У замечательного писателя Андрея Платонова есть роман «Котлован». Этот образ- символ нашей жизни - оказался настолько точным, что его используют даже министры. Да и разве не закопаны миллиарды денег в землю? Достаточно прочитать в газетах споры о различных каналах. Волга-Чограй в Калмыкии, например, или наш Волго-Дон-2, который областной Совет решил законсервировать, выделив на это еще миллионы рублей.

Но этот образ подходит и ко всей нашей истории. Семьдесят лет назад революционный народ клялся построить «новый мир», но к сегодняшнему дню, похоже, сумели вместо обещанного Храма всеобщего счастья вырыть только Котлован. Впрочем, реальные храмы сознательно разрушались. Сколько тысяч их уничтожено!... А ведь как говорит известный журналист Олег Морозов в «Литературной газете» (25.7.90) в статье-интервью, «очевидна прямая связь между всеобщим падением нравственности, всеобщим цинизмом, половодьем аморализма, преступности, с одной стороны, и утратой религиозной веры - с другой».

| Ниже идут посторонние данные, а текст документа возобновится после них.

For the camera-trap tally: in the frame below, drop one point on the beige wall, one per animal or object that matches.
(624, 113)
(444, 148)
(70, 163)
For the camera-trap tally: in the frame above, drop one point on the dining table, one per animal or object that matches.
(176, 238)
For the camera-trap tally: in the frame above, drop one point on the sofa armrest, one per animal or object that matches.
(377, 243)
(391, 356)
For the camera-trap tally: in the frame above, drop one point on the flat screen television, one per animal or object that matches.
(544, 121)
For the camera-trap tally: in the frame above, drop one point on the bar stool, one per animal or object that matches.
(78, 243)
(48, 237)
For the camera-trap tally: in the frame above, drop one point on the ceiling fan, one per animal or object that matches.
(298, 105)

Итак, страна остановилась и задумалась. Что с нами случилось? Почему так плохо мы живем? Почему, казалось бы, крепкая держава стала распадаться? И бесконечные почему?... Вот уже почти шесть лет политики и экономисты, писатели и публицисты - все от стариков до детей - думают об этом и о том, что делать.

Наши журналы и газеты захлестнула волна яркой и острой публицистики. «Некогда писать роман, когда вокруг пожар!»- так определяют свою задачу многие писатели. И вот мы уже читаем не только романы и повести, но и статьи В.Распутина, С.Залыгина и многих других. Литература и публицистика переплетаются, взаимно дополняя друг друга.

Октябрь... Залп Авроры... Штурм Зимнего... Эти символы, казалось бы, неразрывны со всем лучшим, что у нас есть. И вот все чаще, все настойчивее начинает звучать мысль, что Октябрьская революция - роковая ошибка, черный день в истории нашей страны, а люди, которых весь народ привык считать вождями, борцами за народное счастье преступники и варвары.

Многотомное произведение Александра Солженицына «Красное колесо» посвящено истокам и вызреванию революции. Я читал только «Октябрь шестнадцатого», и то не до конца. Но и этого достаточно. Основная мысль писателя предельно ясна. Россия выходила на дорогу цивилизации, у нее были высокая культура, прочная мораль, крепкие традиции. Революционеры (не только большевики, но и другие партии) не любили страну, не знали народ, были узколобыми сектантами и догматиками. Они часть по невежеству и злобе, частью по склонности к разбою разрушили все, созданное веками. Ничего, кроме страданий и великих жертв, революция не принесла нашему народу.